Bu yasal düzenleme ve açıklamalar ışığı altında inceleme konusu dava değerlendirildiğinde, Mahkemece, Kurum tarafından davacının davalı işyerinde sigortasız çalıştırıldığı iddiası kapsamında yapılan denetim esnasında 01.11.2017 tarihinde davacının sigorta müfettişine verdiği ifadesi de gözetilerek iş kazası tarihi itibariyle 1 gün çalıştığının kabulü ile sonuca gidilmiş ise de davacının iş müfettişlerine verdiği ifadesi “05 Şubat 2015 tarihinde çalışacağımız yere gittik, malzemeleri bıraktık, 06 Şubat 2015 de işe başladık, .... 07 Şubat 2015 tarihinde kaza oldu” şeklindedir. Buna göre, Mahkemece davacının davalı işyerinde meydana gelen kaza gününde, bir gün süre ile çalıştığının kabulüne karar verilmesi doğru olmamıştır.

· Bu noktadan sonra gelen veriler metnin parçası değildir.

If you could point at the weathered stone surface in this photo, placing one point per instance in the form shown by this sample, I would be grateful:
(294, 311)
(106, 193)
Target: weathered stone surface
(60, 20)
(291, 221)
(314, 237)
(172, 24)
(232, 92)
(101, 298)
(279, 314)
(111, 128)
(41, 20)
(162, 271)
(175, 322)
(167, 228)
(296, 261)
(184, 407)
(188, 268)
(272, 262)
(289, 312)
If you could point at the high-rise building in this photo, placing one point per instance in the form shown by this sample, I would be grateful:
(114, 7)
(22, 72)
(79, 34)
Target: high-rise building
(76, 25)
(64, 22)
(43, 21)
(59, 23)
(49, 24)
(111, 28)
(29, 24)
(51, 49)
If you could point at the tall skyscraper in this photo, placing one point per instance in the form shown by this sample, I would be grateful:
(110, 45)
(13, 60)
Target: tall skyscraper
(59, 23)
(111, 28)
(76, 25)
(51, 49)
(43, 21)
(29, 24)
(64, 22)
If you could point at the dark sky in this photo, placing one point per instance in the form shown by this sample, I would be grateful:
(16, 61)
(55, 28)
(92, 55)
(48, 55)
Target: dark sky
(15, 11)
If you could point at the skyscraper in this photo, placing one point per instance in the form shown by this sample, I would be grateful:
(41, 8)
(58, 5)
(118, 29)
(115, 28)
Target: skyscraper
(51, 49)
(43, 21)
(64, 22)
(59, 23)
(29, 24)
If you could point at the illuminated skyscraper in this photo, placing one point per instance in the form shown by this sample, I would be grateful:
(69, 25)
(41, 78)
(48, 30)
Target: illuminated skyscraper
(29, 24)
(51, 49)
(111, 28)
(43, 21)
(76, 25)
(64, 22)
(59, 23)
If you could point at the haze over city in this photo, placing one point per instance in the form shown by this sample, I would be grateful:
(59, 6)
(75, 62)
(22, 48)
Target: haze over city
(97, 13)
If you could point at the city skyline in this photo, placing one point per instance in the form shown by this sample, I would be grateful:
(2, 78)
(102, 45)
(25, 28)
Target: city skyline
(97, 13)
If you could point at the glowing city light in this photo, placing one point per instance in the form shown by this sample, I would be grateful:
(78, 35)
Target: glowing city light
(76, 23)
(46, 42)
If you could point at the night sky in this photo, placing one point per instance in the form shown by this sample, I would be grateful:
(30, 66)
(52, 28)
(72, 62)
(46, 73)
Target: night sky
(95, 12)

Mahkemece yapılması gereken iş, dosya kapsamında dinlenen bordrolu tanık beyanları yeniden değerlendirilmeli, gerekmesi halinde uyuşmazlık konusu döneme ilişkin başkaca bordrolu çalışanların beyanlarına başvurulmalı, davacının davalı işyerinde talep edilen sürelerde çalışıp çalışmadığı esaslıca araştırılmalı ve deliller hep birlikte değerlendirilerek aydınlığa kavuşturulduktan sonra sonucuna göre bir karar verilmelidir.
Bu maddi ve hukuki olgular göz önünde tutulmaksızın yazılı şekilde hüküm kurulması usul ve yasaya aykırı olup bozma nedenidir.
O halde, davacı vekilinin bu yönleri amaçlayan temyiz itirazları kabul edilmeli ve ... Bölge Adliye Mahkemesi 10.Hukuk Dairesinin istinaf başvurusunun esastan reddine ilişkin kararı kaldırılarak, İlk Derece Mahkemesince verilen hüküm bozulmalıdır.
SONUÇ : ... Bölge Adliye Mahkemesi 10.Hukuk Dairesi kararının, HMK'nın 373/1. maddesi gereğince kaldırılarak, temyiz edilen İlk Derece Mahkemesi hükmünün yukarıda açıklanan nedenlerle BOZULMASINA, temyiz harcının istek halinde davacıya iadesine, aşağıda yazılı temyiz harcının davalı şirketten alınmasına, dosyanın kararı veren İlk Derece Mahkemesine ve kararın bir örneğinin ilgili Bölge Adliye Mahkemesine gönderilmesine, 17/03/2022 gününde oybirliğiyle karar verildi.